„Wir sind im Stadtbezirk auf viel Zustimmung für unser Anliegen gestoßen, dass die industriekulturelle Geschichte von Rath nicht vergessen werden darf“, sagt Initiator Ralf Keller, der auf der Versammlung Ende Februar zum Vereinsvorsitzenden gewählt worden war.
Einst war dieser Stadtteil eine industrielle Hochburg im Norden von Düsseldorf. Aufgrund der guten Lage an drei Eisenbahnstrecken, siedelte sich ab 1860 insbesondere die Metall verarbeitende Industrie mit Maschinenfabriken und Gießereien hier an und 1899 kamen die Röhrenwerke hinzu. Dies hatte Rath bei der Eingemeindung 1909 zur „reichen Braut“ gemacht und bis heute bei der Entwicklung des Stadtteils deutliche Spuren hinterlassen.

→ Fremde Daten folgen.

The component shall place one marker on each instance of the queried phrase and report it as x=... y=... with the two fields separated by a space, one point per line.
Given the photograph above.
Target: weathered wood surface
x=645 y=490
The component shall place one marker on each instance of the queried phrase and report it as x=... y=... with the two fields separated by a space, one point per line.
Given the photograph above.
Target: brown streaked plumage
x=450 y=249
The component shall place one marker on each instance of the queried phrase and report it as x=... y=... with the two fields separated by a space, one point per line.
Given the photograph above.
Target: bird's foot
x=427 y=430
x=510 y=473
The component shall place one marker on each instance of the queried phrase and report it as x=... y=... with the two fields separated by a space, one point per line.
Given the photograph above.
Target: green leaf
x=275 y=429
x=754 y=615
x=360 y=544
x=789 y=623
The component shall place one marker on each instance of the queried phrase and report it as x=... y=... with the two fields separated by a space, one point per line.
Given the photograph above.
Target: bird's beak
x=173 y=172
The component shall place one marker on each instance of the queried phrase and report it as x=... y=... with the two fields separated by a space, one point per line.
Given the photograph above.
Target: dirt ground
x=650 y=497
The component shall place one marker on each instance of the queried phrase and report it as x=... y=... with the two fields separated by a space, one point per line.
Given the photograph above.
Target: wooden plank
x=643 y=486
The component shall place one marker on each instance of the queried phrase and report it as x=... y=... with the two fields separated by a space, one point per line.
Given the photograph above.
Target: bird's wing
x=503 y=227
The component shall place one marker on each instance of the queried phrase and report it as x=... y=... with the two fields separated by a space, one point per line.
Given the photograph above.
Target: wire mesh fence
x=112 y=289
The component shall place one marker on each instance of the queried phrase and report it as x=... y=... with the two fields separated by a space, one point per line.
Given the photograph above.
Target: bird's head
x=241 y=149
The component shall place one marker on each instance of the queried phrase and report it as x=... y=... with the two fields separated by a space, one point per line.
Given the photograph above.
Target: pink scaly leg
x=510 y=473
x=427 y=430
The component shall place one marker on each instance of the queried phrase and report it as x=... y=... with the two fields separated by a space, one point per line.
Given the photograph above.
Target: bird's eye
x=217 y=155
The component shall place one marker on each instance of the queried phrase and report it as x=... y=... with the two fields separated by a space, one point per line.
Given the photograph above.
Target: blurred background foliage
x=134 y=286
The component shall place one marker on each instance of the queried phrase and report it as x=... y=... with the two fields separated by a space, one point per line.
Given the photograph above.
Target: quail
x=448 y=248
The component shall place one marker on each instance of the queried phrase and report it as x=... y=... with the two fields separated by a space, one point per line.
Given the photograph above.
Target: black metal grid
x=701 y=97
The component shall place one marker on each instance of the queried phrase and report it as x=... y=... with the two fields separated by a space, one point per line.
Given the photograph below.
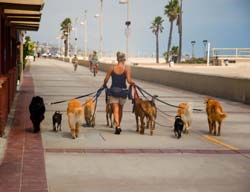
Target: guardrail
x=231 y=52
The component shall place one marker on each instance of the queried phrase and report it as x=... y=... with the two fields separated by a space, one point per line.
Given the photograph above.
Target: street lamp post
x=100 y=16
x=85 y=25
x=59 y=44
x=75 y=34
x=127 y=23
x=205 y=48
x=193 y=43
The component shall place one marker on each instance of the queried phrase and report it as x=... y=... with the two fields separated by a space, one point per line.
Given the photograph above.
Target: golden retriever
x=214 y=114
x=75 y=117
x=185 y=112
x=142 y=109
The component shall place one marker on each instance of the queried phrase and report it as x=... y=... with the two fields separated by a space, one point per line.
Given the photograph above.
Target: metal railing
x=231 y=52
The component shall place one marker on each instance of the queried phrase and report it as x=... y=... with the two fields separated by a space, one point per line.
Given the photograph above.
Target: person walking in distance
x=95 y=62
x=118 y=91
x=75 y=62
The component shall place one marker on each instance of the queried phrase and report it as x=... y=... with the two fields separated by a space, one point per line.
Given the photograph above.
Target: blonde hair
x=120 y=56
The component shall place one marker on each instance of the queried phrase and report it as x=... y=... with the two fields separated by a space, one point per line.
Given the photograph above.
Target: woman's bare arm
x=107 y=76
x=128 y=76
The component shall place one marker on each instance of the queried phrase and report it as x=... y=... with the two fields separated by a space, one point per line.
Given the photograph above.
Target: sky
x=224 y=23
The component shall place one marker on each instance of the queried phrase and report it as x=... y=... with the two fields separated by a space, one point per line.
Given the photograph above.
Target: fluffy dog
x=57 y=120
x=37 y=110
x=142 y=109
x=185 y=112
x=75 y=117
x=178 y=126
x=89 y=107
x=214 y=114
x=109 y=112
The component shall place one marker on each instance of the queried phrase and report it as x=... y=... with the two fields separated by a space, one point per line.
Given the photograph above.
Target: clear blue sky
x=225 y=23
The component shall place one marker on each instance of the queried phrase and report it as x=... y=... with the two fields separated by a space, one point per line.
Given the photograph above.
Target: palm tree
x=156 y=29
x=66 y=28
x=179 y=24
x=172 y=11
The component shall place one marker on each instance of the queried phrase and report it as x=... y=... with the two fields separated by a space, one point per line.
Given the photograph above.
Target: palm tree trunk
x=170 y=38
x=66 y=46
x=157 y=47
x=180 y=32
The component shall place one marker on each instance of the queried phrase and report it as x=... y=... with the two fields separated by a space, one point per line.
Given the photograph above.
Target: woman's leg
x=120 y=113
x=116 y=114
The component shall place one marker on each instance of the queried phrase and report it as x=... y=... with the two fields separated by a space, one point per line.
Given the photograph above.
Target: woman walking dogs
x=118 y=91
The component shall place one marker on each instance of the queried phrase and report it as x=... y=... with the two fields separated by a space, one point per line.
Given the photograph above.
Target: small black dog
x=37 y=110
x=57 y=119
x=178 y=126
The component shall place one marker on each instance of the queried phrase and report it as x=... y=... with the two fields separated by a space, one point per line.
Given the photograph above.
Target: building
x=16 y=17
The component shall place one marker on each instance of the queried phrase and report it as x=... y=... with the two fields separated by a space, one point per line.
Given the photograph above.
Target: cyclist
x=94 y=62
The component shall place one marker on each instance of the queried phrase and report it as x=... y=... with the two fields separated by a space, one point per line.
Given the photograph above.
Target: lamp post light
x=205 y=48
x=127 y=23
x=100 y=16
x=193 y=43
x=85 y=25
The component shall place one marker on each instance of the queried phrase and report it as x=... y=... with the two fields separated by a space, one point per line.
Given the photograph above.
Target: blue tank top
x=118 y=80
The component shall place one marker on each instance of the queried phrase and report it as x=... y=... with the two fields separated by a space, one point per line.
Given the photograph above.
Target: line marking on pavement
x=212 y=139
x=148 y=151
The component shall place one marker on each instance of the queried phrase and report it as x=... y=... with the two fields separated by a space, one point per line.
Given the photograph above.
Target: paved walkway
x=101 y=161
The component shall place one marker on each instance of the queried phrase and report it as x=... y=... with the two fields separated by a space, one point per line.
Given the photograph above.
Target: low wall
x=235 y=89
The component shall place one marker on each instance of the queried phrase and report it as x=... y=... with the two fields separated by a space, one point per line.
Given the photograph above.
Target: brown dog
x=89 y=107
x=185 y=112
x=142 y=109
x=214 y=114
x=109 y=112
x=75 y=117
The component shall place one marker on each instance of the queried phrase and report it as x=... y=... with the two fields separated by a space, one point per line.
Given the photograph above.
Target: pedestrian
x=75 y=62
x=118 y=91
x=94 y=62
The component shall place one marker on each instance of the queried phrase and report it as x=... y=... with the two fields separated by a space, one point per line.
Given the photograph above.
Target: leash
x=171 y=105
x=95 y=98
x=63 y=101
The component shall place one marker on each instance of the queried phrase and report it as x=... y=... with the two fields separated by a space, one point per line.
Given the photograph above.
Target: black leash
x=98 y=93
x=62 y=101
x=142 y=90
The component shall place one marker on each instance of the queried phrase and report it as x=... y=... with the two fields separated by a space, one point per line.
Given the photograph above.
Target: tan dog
x=214 y=114
x=75 y=117
x=142 y=109
x=89 y=107
x=109 y=112
x=185 y=112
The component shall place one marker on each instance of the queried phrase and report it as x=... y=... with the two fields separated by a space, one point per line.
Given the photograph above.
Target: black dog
x=57 y=119
x=178 y=126
x=37 y=110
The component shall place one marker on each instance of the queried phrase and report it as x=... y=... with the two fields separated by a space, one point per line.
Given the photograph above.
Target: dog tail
x=222 y=115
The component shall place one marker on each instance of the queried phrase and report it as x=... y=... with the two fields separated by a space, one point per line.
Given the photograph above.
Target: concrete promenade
x=100 y=161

In der Öffentlichkeit und in der Kommunalpolitik spielt das Thema der historischen Bedeutung der Industrie in Düsseldorf für die Stadtentwicklung leider keine große Rolle, bedauert Ralf Keller. Oft genug sei hier der Denkmalschutz vernachlässigt worden. „So ging in den letzten Jahrzehnten viel erhaltenswerte Substanz für immer verloren.“
Der Verein will aktiv für den Denkmalschutz eintreten, etwa für die denkmalgeschützten Bauten und Objekte auf dem ehemaligen Mannesmann-Gelände. Keller: „Das Aufstellen des Mannesmann-Vallourec-Erinnerungsstücks war ein erstes wichtiges Zeichen, damit im Stadtteil nicht die letzten Erinnerungen an die Industrie und ihrer Arbeitnehmer verloren gehen.“
Mittlerweile ist die Gruppe der „IndustrieKultur Rath“ auf 20 Personen angewachsen und erhält auch von anderen Düsseldorfer Industriekultur-Initiativen viel Unterstützung. Der Verein hat zum Ziel, die Industriekulturgeschichte der Stadtteile Rath und Mörsenbroich aufzuarbeiten und ein Konzept zu entwickeln, um die Spuren und die Bedeutung wieder erlebbar zu machen. Geplant sind Infoflyer, Rundgänge, Besichtigungen, Veranstaltungen und ein „Industriepfad“, ähnlich wie bereits existierende wie in Gerresheim oder Flingern. Ralf Keller: „Es soll aufzeigt werden, welche sichtbaren und unsichtbaren Spuren die Industrialisierung in unseren Stadtbezirk hinterlassen hat und wie wir heute noch durch sie geprägt sind, um so die Identität mit den beiden Stadtteilen zu stärken.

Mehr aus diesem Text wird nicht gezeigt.